Aan de toelating voor biociden worden de volgende voorwaarden verbonden:

a)

bij de beoordeling van het product moet bijzondere aandacht worden besteed aan de blootstelling, de risico’s en de werkzaamheid voor elk gebruik waarvoor toelating werd aangevraagd, maar dat geen voorwerp was van de risicobeoordeling van de werkzame stof op het niveau van de Unie;

b)

in het licht van de resultaten van de risicobeoordeling voor de beoordeelde gebruikswijzen moet bij de beoordeling van het product bijzondere aandacht worden geschonken aan:

1)

professionele gebruikers;

2)

sediment en bodem na ontsmetting in slachthuizen en slagers;

c)

voor producten die tot residuen in levensmiddelen of diervoeders kunnen leiden, moet worden nagegaan of nieuwe, dan wel gewijzigde maximumwaarden voor residuen (MRL’s) moeten worden vastgesteld overeenkomstig Verordening (EG) nr. 470/2009 of Verordening (EG) nr. 396/2005, en moeten de nodige risicobeperkende maatregelen worden genomen om ervoor te zorgen dat de geldende MRL’s niet worden overschreden;

d)

alkyl(C12-16)dimethylbenzylammoniumchloride mag niet worden opgenomen in materialen en voorwerpen die bestemd zijn om in contact te komen met levensmiddelen die binnen het toepassingsgebied van Verordening (EG) nr. 1935/2004 van het Europees Parlement en de Raad (4) vallen, tenzij de Commissie specifieke grenswaarden voor de migratie van alkyl(C12-16)dimethylbenzylammoniumchloride in levensmiddelen heeft vastgesteld of krachtens die verordening is vastgesteld dat dergelijke grenswaarden niet nodig zijn.


(1)  De in deze kolom vermelde zuiverheid was de minimale zuiverheidsgraad van de beoordeelde werkzame stof. De werkzame stof in het op de markt gebrachte product kan dezelfde of een andere zuiverheid hebben, voor zover bewezen is dat de werkzame stof technisch gelijkwaardig is aan de beoordeelde stof.

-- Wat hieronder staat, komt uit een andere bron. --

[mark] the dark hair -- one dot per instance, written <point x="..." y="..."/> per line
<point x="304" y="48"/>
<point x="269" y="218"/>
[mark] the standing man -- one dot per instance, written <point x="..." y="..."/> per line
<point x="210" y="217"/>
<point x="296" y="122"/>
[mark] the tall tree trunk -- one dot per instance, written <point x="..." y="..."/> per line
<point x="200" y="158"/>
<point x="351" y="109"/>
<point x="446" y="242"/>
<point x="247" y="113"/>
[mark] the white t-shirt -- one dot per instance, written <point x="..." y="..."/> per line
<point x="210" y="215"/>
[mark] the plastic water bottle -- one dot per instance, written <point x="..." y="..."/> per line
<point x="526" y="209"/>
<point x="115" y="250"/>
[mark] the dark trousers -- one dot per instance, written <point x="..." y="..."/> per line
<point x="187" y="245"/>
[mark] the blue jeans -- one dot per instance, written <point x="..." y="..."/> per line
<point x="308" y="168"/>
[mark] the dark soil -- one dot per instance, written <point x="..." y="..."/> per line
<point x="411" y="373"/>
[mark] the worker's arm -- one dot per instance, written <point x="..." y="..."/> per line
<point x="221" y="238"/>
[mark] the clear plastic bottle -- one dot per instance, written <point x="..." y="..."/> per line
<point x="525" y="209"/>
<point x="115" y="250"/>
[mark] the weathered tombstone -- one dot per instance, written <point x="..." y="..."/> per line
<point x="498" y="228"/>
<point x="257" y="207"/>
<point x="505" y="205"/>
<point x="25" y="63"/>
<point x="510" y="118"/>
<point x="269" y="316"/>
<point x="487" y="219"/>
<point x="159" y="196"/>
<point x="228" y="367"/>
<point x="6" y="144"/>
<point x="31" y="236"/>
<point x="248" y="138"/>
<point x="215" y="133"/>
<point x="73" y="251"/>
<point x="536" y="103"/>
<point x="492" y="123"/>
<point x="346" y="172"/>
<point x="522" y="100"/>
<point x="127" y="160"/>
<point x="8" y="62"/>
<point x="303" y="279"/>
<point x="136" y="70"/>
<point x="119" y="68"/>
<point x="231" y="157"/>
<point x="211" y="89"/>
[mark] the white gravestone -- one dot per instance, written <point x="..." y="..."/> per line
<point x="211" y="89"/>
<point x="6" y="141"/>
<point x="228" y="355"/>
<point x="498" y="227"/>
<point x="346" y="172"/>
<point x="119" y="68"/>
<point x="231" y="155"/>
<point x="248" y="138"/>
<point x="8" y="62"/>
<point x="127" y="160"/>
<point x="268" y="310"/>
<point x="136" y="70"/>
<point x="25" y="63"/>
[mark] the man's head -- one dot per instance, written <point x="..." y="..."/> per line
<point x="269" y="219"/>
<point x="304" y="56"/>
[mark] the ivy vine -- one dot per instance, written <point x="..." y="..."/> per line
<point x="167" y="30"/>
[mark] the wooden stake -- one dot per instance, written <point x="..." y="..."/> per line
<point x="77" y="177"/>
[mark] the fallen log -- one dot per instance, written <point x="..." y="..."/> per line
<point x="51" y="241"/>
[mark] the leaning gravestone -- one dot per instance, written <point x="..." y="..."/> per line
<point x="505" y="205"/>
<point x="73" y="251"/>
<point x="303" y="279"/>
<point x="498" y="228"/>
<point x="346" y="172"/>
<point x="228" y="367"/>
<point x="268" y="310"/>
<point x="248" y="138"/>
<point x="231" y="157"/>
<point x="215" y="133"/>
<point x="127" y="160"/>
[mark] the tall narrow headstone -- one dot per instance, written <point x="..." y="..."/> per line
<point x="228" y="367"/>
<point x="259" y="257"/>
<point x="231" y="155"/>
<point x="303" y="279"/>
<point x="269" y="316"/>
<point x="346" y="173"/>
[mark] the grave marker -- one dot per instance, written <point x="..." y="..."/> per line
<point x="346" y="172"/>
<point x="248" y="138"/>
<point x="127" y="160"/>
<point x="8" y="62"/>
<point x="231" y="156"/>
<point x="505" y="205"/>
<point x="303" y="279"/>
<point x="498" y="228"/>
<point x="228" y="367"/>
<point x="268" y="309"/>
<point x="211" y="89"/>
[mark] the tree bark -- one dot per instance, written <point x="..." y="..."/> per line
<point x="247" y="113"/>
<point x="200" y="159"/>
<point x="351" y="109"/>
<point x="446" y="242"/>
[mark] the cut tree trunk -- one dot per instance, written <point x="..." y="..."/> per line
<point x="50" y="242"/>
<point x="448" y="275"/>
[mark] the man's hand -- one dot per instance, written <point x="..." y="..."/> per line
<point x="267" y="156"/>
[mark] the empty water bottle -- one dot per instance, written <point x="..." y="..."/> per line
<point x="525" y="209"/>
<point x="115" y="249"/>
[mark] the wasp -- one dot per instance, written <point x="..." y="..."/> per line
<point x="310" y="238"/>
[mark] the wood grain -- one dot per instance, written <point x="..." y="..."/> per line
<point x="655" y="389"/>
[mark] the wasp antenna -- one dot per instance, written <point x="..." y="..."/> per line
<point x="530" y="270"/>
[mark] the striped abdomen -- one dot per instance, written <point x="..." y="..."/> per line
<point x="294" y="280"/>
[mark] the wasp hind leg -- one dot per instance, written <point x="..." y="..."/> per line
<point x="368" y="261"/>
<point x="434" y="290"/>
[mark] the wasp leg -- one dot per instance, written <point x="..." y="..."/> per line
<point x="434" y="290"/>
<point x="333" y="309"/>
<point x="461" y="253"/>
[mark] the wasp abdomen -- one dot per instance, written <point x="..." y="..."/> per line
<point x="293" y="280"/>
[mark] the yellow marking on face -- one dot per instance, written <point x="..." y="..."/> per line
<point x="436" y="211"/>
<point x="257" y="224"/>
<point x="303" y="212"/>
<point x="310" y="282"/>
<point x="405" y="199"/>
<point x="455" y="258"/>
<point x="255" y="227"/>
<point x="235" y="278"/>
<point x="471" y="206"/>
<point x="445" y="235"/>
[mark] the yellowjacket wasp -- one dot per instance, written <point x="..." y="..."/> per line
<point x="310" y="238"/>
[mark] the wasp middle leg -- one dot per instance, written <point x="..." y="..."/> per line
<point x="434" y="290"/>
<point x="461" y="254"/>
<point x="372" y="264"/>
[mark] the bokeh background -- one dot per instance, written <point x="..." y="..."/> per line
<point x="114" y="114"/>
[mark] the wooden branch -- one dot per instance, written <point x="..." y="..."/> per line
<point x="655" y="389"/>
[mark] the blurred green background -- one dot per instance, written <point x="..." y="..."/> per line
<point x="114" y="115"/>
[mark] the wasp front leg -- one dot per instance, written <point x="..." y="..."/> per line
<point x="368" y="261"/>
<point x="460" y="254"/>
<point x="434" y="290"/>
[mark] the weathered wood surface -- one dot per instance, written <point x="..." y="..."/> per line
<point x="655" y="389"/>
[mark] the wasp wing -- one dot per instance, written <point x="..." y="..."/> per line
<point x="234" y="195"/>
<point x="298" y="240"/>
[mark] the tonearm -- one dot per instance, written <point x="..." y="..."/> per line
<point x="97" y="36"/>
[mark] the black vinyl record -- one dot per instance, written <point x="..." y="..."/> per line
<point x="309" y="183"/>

(2)  Verordening (EG) nr. 470/2009 van het Europees Parlement en de Raad van 6 mei 2009 tot vaststelling van communautaire procedures voor het vaststellen van grenswaarden voor residuen van farmacologisch werkzame stoffen in levensmiddelen van dierlijke oorsprong, tot intrekking van Verordening (EEG) nr. 2377/90 van de Raad en tot wijziging van Richtlijn 2001/82/EG van het Europees Parlement en de Raad en van Verordening (EG) nr. 726/2004 van het Europees Parlement en de Raad (PB L 152 van 16.6.2009, blz. 11).

(3)  Verordening (EG) nr. 396/2005 van het Europees Parlement en de Raad van 23 februari 2005 tot vaststelling van maximumgehalten aan bestrijdingsmiddelenresiduen in of op levensmiddelen en diervoeders van plantaardige en dierlijke oorsprong en houdende wijziging van Richtlijn 91/414/EEG van de Raad (PB L 70 van 16.3.2005, blz. 1).

(4)  Verordening (EG) nr. 1935/2004 van het Europees Parlement en de Raad van 27 oktober 2004 inzake materialen en voorwerpen bestemd om met levensmiddelen in contact te komen en houdende intrekking van de Richtlijnen 80/590/EEG en 89/109/EEG (PB L 338 van 13.11.2004, blz. 4).